Avoid the pitfalls of parallel jobs

4

parallelI recently received a call from a colleague that is using parallel processing in a grid environment; he lamented that SAS Enterprise Guide did not show in the work library any of the tables that were successfully created in his project.

The issue was very clear in my mind, but I was not able to find any simple description or picture to show him: so why not put it all down in a blog post so everyone can benefit?

Parallel processing can speed up your projects by an incredible factor, especially when programs consist of subtasks that are independent units of work and can be distributed across a grid and executed in parallel. But when these parallel execution environments are not kept in sync, it can also introduce unforeseen problems.

This specific issue of “disappearing” temporary tables can happen using different client interfaces, because it does not depend upon using a certain software, but rather on the business logic that is implemented. Let’s look at two practical examples.

SAS Studio

We want to run an analysis – here a simple proc print – on two independent subsets of the same table. We decide to use two parallel grid sessions to partition the data and then we run the analysis in the parent session.  The code we submit in SAS Studio could be similar to the following:

%let rc = %sysfunc( grdsvc_enable(_all_, server= SASApp));
signon grid1;
signon grid2;
proc datasets library=work noprint;
delete sedan SUV;
run;
rsubmit grid1 wait=no ;
data sedan;
set sashelp.cars;
where Type=”Sedan”;
run;
endrsubmit;
rsubmit grid2 wait=no ;
data SUV;
set sashelp.cars;
where Type=”SUV”;
run;
endrsubmit;
waitfor _ALL_ grid1 grid2;
proc print data=sedan;
run;
proc print data=SUV;
run;

After submitting the code by pressing F3 or clicking Run, we do not get the expected RESULT window and the LOG window shows some errors:

ThePitfallsofParallelJobs

SAS Enterprise Guide

Suppose we have a project similar to the following.
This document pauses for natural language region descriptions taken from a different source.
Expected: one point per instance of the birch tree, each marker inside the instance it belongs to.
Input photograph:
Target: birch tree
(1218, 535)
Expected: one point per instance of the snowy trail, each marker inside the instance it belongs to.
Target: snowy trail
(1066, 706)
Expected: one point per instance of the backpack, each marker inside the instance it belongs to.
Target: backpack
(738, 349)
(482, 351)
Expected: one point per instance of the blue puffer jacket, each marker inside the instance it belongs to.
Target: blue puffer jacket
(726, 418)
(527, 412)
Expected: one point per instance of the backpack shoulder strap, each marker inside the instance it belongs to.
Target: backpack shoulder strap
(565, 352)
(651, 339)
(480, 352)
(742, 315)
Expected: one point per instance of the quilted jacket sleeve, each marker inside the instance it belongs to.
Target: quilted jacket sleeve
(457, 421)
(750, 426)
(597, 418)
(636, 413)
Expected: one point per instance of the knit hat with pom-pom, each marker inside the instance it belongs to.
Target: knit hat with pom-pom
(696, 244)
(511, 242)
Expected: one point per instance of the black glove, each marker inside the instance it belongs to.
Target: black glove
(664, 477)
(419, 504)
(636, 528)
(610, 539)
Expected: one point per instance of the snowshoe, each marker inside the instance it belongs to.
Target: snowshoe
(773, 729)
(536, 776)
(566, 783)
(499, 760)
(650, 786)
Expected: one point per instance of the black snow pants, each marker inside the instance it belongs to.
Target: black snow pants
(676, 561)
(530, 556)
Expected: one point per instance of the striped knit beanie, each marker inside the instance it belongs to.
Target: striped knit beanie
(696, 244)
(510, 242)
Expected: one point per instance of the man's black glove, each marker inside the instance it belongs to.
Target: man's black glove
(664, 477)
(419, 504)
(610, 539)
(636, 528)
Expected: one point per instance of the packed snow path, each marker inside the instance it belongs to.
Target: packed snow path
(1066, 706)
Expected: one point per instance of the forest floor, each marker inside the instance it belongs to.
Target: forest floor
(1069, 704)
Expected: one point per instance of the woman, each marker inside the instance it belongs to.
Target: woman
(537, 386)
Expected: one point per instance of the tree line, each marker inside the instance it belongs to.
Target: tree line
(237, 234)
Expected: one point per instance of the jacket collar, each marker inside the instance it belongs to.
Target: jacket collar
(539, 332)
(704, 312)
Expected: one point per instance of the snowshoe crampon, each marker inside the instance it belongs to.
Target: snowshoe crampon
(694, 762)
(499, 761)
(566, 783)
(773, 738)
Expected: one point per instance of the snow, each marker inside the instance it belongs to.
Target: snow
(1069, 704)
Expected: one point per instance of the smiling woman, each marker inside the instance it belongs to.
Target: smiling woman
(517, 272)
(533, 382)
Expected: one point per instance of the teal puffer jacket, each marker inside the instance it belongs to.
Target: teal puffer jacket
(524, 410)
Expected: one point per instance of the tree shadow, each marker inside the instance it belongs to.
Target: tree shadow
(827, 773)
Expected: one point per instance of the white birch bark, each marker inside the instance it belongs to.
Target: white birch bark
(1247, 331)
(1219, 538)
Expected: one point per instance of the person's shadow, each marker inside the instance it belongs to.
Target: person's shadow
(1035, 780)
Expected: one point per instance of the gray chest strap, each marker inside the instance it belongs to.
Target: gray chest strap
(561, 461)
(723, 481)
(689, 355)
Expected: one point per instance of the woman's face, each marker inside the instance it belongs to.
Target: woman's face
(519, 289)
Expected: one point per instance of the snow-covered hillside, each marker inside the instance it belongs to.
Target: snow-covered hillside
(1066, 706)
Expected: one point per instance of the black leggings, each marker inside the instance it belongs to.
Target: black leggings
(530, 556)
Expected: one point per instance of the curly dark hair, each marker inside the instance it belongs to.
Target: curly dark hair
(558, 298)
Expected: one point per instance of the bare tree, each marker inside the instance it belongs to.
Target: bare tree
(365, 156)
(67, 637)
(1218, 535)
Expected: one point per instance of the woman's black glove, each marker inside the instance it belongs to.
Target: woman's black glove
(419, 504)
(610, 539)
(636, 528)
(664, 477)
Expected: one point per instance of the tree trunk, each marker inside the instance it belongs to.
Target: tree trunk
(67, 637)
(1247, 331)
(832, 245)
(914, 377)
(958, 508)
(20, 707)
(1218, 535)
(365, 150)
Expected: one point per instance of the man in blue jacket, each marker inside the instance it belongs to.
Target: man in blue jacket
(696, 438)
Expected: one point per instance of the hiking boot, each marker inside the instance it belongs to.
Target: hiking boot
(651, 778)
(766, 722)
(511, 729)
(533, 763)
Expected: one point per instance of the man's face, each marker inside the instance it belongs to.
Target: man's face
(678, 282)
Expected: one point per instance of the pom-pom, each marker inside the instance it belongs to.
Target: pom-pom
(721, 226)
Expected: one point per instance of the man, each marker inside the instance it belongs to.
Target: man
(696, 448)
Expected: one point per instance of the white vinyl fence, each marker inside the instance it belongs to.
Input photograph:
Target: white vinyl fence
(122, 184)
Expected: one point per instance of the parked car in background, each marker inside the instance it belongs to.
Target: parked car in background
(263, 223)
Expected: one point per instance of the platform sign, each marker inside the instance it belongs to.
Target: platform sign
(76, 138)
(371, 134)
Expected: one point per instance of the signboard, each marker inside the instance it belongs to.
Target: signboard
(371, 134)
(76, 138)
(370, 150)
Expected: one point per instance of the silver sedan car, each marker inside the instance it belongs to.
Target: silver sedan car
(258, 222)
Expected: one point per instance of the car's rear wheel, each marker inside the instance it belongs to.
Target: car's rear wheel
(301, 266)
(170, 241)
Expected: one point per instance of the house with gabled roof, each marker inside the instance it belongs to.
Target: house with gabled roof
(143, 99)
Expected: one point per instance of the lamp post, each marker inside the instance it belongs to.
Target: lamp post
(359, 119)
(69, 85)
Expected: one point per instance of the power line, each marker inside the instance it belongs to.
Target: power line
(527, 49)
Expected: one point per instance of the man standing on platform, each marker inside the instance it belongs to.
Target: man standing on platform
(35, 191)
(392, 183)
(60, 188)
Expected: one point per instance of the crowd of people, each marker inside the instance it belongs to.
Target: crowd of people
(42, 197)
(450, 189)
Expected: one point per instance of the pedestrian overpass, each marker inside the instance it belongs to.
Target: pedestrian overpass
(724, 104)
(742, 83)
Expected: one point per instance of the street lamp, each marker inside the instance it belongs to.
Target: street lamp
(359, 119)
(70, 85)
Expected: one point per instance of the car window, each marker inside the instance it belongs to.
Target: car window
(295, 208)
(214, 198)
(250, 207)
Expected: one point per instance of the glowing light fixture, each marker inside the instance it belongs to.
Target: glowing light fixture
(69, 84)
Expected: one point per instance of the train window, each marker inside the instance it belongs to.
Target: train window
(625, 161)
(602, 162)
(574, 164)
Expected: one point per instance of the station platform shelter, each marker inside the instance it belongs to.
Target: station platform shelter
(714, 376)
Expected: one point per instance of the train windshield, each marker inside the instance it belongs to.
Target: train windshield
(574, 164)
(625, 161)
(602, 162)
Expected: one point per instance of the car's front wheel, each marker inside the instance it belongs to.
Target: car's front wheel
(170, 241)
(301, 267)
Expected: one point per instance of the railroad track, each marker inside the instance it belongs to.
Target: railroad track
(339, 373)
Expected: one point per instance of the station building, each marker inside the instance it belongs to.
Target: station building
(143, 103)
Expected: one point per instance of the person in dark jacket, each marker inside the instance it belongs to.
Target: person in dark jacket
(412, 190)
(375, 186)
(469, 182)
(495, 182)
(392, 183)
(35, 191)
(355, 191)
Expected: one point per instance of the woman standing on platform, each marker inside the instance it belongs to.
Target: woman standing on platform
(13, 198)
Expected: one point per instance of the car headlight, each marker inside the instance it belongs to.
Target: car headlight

ThePitfallsofParallelJobs2

Many items can be created independently of others. The orange arrows illustrate the potential tasks which can be executed in parallel.

Let’s try to run these project tasks in parallel. Open File, Project Properties. Select Code Submission and flag “Allow parallel execution on the same server.”

ThePitfallsofParallelJobs3

This property enables SAS Enterprise Guide to create one or more additional workspace server connections so that parallel process flow paths can be run in parallel.

Note: Despite the description, when used in a grid environment the additional workspace server sessions do not always execute on the same server. The grid master server decides where these sessions start.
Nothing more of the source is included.